(Vía ProÓpera)
No posaré.
No diré que soy un entusiasta de Muerte en Venecia de Benjamin Britten, ni que el tema de la novela de Thomas Mann me quita el sueño o que prefiero la película de Luchino Visconti a Crepúsculo. Existe un mar de disquisiciones estético-filosóficas menos plomizas y hasta entretenidas que me parecen prioritarias.
Ya, lo dije. Es mejor así. Con sinceridad pueden entenderse las personas y el arte.
En ese sentido, asistí al estreno en México de Muerte en Venecia, título con el que la Compañía Nacional de Ópera continuó su Temporada 2009, presentado en cuatro funciones: 5, 7, 9 y 12 de julio, en el Teatro Julio Castillo del Centro Cultural del Bosque. Acaso sin demasiada expectativa al entrar, salí muy satisfecho del espectáculo.

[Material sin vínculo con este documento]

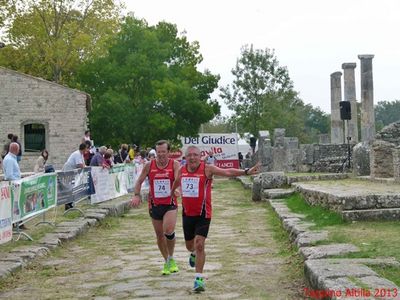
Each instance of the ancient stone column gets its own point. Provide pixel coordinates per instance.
(337, 136)
(367, 99)
(350, 95)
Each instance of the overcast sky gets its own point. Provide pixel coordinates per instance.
(312, 38)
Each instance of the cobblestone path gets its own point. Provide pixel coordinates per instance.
(120, 259)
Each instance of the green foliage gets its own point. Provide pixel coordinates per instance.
(322, 217)
(50, 38)
(386, 113)
(147, 86)
(263, 98)
(219, 124)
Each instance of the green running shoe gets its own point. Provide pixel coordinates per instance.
(199, 284)
(192, 260)
(165, 270)
(173, 268)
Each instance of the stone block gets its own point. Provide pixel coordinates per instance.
(308, 238)
(361, 159)
(272, 180)
(325, 251)
(256, 190)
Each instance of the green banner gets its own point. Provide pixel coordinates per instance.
(36, 195)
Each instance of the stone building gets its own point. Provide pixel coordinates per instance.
(43, 114)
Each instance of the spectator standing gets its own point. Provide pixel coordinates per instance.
(183, 161)
(240, 156)
(41, 161)
(75, 161)
(10, 165)
(14, 139)
(87, 137)
(248, 155)
(131, 152)
(87, 155)
(108, 163)
(98, 159)
(11, 169)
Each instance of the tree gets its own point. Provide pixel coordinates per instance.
(51, 38)
(148, 87)
(258, 80)
(386, 113)
(219, 124)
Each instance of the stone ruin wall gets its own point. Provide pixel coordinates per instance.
(385, 154)
(287, 155)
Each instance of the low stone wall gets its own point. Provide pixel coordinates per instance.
(382, 159)
(353, 201)
(324, 274)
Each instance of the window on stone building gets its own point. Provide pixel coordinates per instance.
(35, 137)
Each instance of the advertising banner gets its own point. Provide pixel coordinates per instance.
(223, 146)
(73, 185)
(112, 183)
(33, 195)
(5, 213)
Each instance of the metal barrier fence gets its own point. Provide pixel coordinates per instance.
(24, 199)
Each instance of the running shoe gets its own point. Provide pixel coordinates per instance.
(199, 284)
(173, 268)
(165, 270)
(192, 260)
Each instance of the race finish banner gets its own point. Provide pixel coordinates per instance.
(33, 195)
(73, 185)
(223, 146)
(5, 213)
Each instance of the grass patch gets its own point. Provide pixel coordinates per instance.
(390, 272)
(294, 174)
(320, 216)
(375, 239)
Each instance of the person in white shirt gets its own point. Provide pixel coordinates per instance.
(75, 160)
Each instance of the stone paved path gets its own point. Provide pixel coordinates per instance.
(120, 260)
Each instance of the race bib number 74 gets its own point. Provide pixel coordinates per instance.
(190, 186)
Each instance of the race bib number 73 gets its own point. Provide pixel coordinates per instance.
(162, 188)
(190, 186)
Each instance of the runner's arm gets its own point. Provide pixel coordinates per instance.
(177, 181)
(176, 175)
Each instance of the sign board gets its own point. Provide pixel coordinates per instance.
(223, 146)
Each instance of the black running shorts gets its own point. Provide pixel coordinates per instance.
(193, 226)
(158, 212)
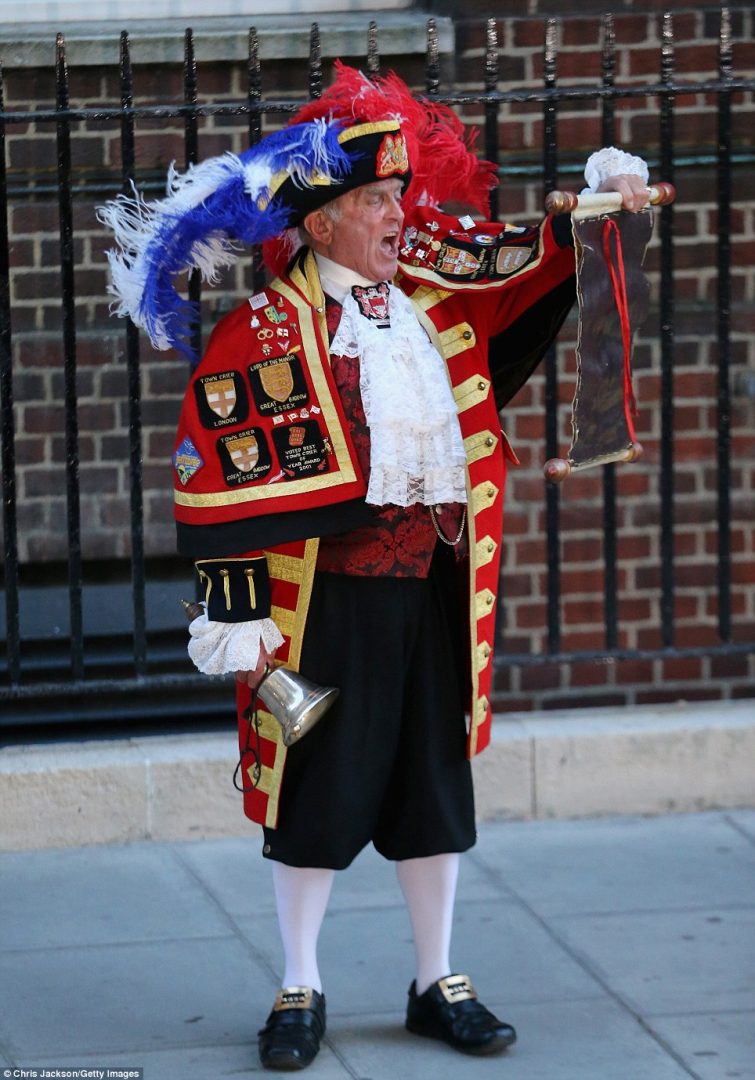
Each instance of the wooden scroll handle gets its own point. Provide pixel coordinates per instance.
(564, 202)
(556, 470)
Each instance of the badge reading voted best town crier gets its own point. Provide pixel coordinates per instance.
(278, 385)
(300, 448)
(244, 456)
(373, 302)
(187, 460)
(221, 400)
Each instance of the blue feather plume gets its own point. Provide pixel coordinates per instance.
(209, 212)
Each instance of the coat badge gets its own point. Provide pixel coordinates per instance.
(278, 380)
(221, 400)
(373, 302)
(220, 396)
(244, 457)
(244, 453)
(187, 460)
(274, 315)
(510, 259)
(392, 157)
(458, 261)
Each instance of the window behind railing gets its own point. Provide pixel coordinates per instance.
(628, 584)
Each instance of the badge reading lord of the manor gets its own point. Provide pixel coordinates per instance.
(278, 385)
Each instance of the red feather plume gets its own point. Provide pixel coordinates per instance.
(441, 149)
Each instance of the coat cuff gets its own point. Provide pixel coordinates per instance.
(236, 590)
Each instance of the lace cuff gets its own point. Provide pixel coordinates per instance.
(610, 161)
(219, 648)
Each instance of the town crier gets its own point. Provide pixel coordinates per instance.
(339, 472)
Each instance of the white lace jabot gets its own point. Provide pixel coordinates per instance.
(417, 454)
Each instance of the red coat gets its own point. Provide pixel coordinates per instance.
(263, 449)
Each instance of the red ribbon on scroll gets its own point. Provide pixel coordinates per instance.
(612, 294)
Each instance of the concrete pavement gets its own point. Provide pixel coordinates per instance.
(622, 948)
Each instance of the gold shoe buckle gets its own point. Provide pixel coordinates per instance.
(457, 988)
(293, 997)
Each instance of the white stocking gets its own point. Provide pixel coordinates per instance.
(429, 888)
(301, 895)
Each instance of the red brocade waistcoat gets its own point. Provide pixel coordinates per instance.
(264, 460)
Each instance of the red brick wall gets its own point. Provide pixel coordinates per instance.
(38, 353)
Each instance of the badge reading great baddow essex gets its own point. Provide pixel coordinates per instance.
(245, 457)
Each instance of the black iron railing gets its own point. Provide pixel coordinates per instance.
(150, 679)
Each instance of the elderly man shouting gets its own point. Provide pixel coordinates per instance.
(339, 473)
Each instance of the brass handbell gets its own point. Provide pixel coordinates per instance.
(293, 700)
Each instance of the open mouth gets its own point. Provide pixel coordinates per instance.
(389, 244)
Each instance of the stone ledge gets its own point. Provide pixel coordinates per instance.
(556, 765)
(282, 37)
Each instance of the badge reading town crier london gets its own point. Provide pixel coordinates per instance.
(221, 400)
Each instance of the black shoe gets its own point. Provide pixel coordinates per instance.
(449, 1010)
(291, 1038)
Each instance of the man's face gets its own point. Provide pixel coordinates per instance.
(365, 238)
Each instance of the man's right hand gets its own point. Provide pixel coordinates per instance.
(253, 678)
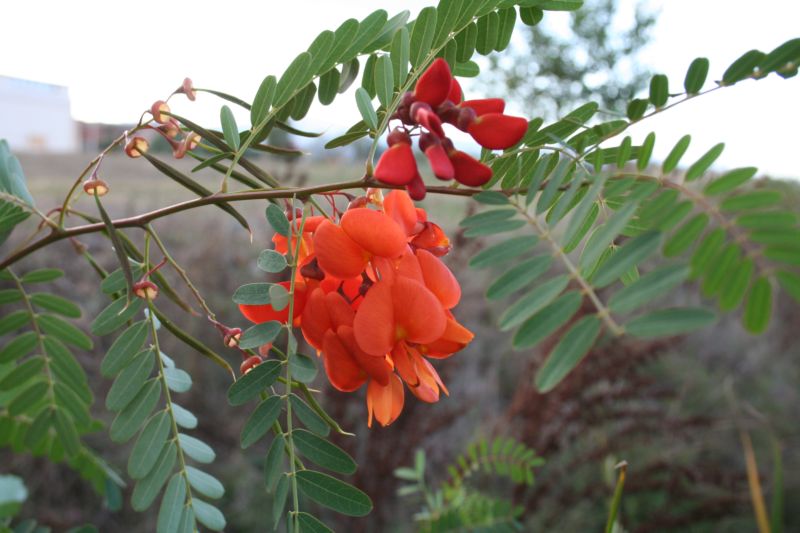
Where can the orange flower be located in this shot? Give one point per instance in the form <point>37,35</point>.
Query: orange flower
<point>374,300</point>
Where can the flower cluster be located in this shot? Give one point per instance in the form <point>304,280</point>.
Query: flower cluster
<point>374,299</point>
<point>436,100</point>
<point>166,126</point>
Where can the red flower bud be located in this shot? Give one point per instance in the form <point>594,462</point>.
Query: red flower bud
<point>136,147</point>
<point>157,110</point>
<point>466,116</point>
<point>249,364</point>
<point>497,131</point>
<point>485,105</point>
<point>455,95</point>
<point>424,115</point>
<point>416,188</point>
<point>434,84</point>
<point>232,336</point>
<point>188,89</point>
<point>468,170</point>
<point>397,165</point>
<point>95,186</point>
<point>398,135</point>
<point>146,290</point>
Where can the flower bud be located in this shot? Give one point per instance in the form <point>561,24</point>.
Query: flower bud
<point>136,147</point>
<point>95,186</point>
<point>249,364</point>
<point>157,110</point>
<point>232,336</point>
<point>146,290</point>
<point>187,88</point>
<point>398,135</point>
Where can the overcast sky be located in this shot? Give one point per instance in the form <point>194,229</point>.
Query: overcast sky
<point>116,61</point>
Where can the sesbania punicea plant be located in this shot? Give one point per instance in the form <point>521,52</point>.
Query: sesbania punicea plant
<point>576,214</point>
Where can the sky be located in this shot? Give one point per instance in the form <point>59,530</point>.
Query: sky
<point>116,58</point>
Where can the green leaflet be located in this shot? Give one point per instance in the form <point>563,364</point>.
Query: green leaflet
<point>322,452</point>
<point>668,322</point>
<point>570,350</point>
<point>546,321</point>
<point>251,384</point>
<point>334,494</point>
<point>261,420</point>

Y no por la temática que muestra el conflicto entre lo apolíneo y lo dionisiaco a través de una serie de emociones vitales ante la vejez y la muerte y una retahíla interminable de divagaciones y peroratas interiores que el protagonista pronuncia en su contemplación psicologizante para, al final de cuentas, justificar, pero no aceptar, atormentándose por ello, que se le está haciendo agua la góndola. Puesto que ahí, donde él mira la belleza más platónica, un buga es ciego o simplemente desinteresado, indiferente. Tampoco la partitura de un compositor avezado en su bagaje técnico-musical al servicio del drama, de particular belleza en pasajes dancísticos, que sin embargo en su estreno no tuvo la resonancia de otras óperas de su catálogo, me pareció lo más memorable en esta ocasión.
Lo que me hizo valorar particularmente esta serie de funciones fue sin duda la puesta en escena, su interpretación. Jorge Ballina logró hacer magia auténtica, que como sabemos no es más, pero tampoco menos, que un artilugio que logra hacernos creer lo que no es. Su diseño de escenografía pareció decirnos nada por aquí, nada por allá, para de pronto, con un mecanismo preciso e ingenioso, continuo, hacer aparecer embarcaciones navegantes, puertos, lobbys y cuartos de hotel, playas, muros, callejones, canales de agua y muchos otros contextos y escenarios necesarios para el desenvolvimiento puntual de la trama.
Ballina dejó en claro que como escenógrafo es un ilusionista. Y su dirección escénica, debutante, no desmereció, llena de fluidez y teatralidad pocas veces vistas en la escena operística nacional, estuvo en perfecta sincronía en concepto y ejecución con la iluminación de Víctor Zapatero, el vestuario de Tolita y María Figueroa y el movimiento corporal de Verónica Falcón.
La parte canora fue encabezada por el tenor estadounidense Ted Schmitz, de voz más bien delgada y poco voluminosa, pero de gran resistencia y musicalidad, que unió a un conocimiento perfecto del rol de Gustav von Aschenbach. El barítono Armando Gama interpretó los siete papeles breves de la obra (Viajero, Catrín, Gondolero, Gerente de hotel, Barbero, Jefe de cómicos, Voz de Dioniso), con una prestancia vocal e histriónica incuestionables. Como la voz de Apolo, el contratenor Santiago Cumplido cumplió pero con un instrumento destemplado y de afinación incierta.
La Orquesta y el Coro del Teatro de Bellas Artes —esta vez preparado por Cara Tasher— cumplieron con un desempeño elevado para su media, manteniendo la tensión dramática y dando relieve a los pasajes solistas, con la batuta concertadora de Christopher Franklin, quien hace algunos meses también visitara nuestro país: Guadalajara, Jalisco, para dirigir un concierto con el tenor peruano Juan Diego Flórez.
Pero la verdad, y alguien tiene que decirla, lo más valorado y sobrevalorado para muchos de los asistentes que llenaron el teatro (lo que en fechas recientes ni Rigoletto consigue) pero a ratos dormitaban bajo el sopor de la obra, fue el Tadzio del bailarín Ignacio Pereda, quien, como a Aschenbach, hizo suspirar a más de uno hasta la locura. O loquera. Será que como afirmara festivo un señor a su joven pareja antes de iniciar la función, “Muerte en Venecia es para la comunidad lírica gay como que a los franceses les toquen La Marsella o a los mexicanos el México lindo y querido”. Yo respeto, como dijera Velibor Bora.